Tetapi apapun itu, aku percaya terhadap kekokohan bangunan yang kita buat. Kita sudah sepakat menundukkan kepala pada bangunan ini. Aku hanya ingin menggiringmu untuk tidak lupa, bahwa dari bangunan inilah kita mampu saling mengecap.
***
Masih di penghujung malam. Bayanganmu begitu sabar menemani. Sungguh setia, sesetia penantianmu di ujung jalan ini.  Bergelayutan di pelupuk mata kanan dan kiriku. Inikah rindu? Ah, Aku rasa iya. Inilah rasa suci yang lahir dari rahim hubungan kita. Rasa yang akan selalu bergeming-gemerincing di sekat-sekat penantian sementara ini.
Sekarang handphone adalah teman setia bagi kita berdua. Teman yang selalu menemani laju waktu hari-hari kita. Sekali lagi, karena kau di sumatera dan aku di jawa. Hanya raga, bukan untuk jiwa. Karena jiwa kita tak mengenal ruang dan waktu bukan?
Kita bertemu dalam asa imajinasi. Saat kau marah, saat kau bersedih, saat kau senang, saat kau tertawa, saat kau manja, saat kau menjelma menjadi ibu bagi diriku, saat kau mejelma menjadi kekasih untukku, saat kau menjelma sebagai teman untuk berdiskusi denganku. Semua kita lewati dalam dunia imajinasi. Bertemu dalam sebongkah otak kepalamu, juga kepalaku.
Sudah selayaknya kita abadikan kisah bekesah ini. aku hanya ingin mengukirkan perjuangan kita dengan tinta emas. karena perjuangan ini memang harus dihargai. Dan sampai kapanpun akan sangat berharga bagiku.
Kau tentu tahu bagaimana perjuanganku terhadap keluargamu, yang sampai detik ini melihatku hanya dengan sebelah mata, mata kosong pula. Jelas aku harus berjuang agar tangan mereka mengelus kepalaku. Karena kau tahu sendiri alasan mereka seperti itu, materi. Meski kita sering saling seru, menyadarkan kebahagiaan bukan menyembul dari sana. Namun hal itu tidak berlaku untuk mereka. Melihat kondisiku sekarang, jelas aku harus mengais tanah untuk mapan seperti kelebatan benda-benda duniawi di mata mereka yang mengapi-api itu. Itu butuh perjuangan.

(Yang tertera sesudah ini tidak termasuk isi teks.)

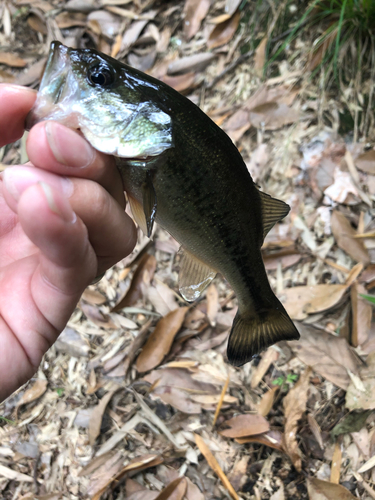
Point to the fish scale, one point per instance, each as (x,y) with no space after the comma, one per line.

Kau juga masih ingat tentunya dengan satu dua orang laki di tempatmu, yang katanya mulai menempelkan mata dan hatinya itu padamu. Meski mereka tahu aku. Kau tahu, untuk menjagamu, Itu butuh perjuangan.
Kau ingat, pada rentetan malam-malam yang panjang. ketika aku mengurat untuk meyakinkanmu agar kau tetap meletakkan telingamu di dadaku. Ketika suara sumir dari teman sekumpulanmu tentang aku mengehembus kencang di telingamu. Kau ingat kan? Itu juga butuh perjuangan Kemudian tentang keberadaan raga kita, antara sumatera dan jawa. Itu juga jelas sangat membutuhkan perjuangan.
Aku menengadah di bawah langit. Mengadukan kegundahan ini. Entahlah, hingga memasuki subuh. Sudah ratusan seandainya datang dan pergi di kepalaku ini. Semua karena aku begitu menyanjung kesucian rasa antara kau dan aku. Kau tahu, janji terhadap rasa itu kuletakkan di keningku. Tempat di mana semua kebesaran bersarang untuk diagungkan.
***
Kembali lagi kucoba membaringkan tubuh lesu ini. Berharap kantuk menghampiri barang sejenak. Tetap tak bisa! Bayanganmu begitu kuat di pelupuk mataku. Kini lambaian tanganmu pada akhir perjumpaan waktu itu yang bergerayang. Baiklah. Aku pasrahkan saja semua bayanganmu ini menjamahiku. Siapa tahu aku terlelap dalam kasur kegelisahan. Karena aku tak mampu membendungnya. Semakin kubendung, semakin membuncah rasa kerinduan dan ketakutanku.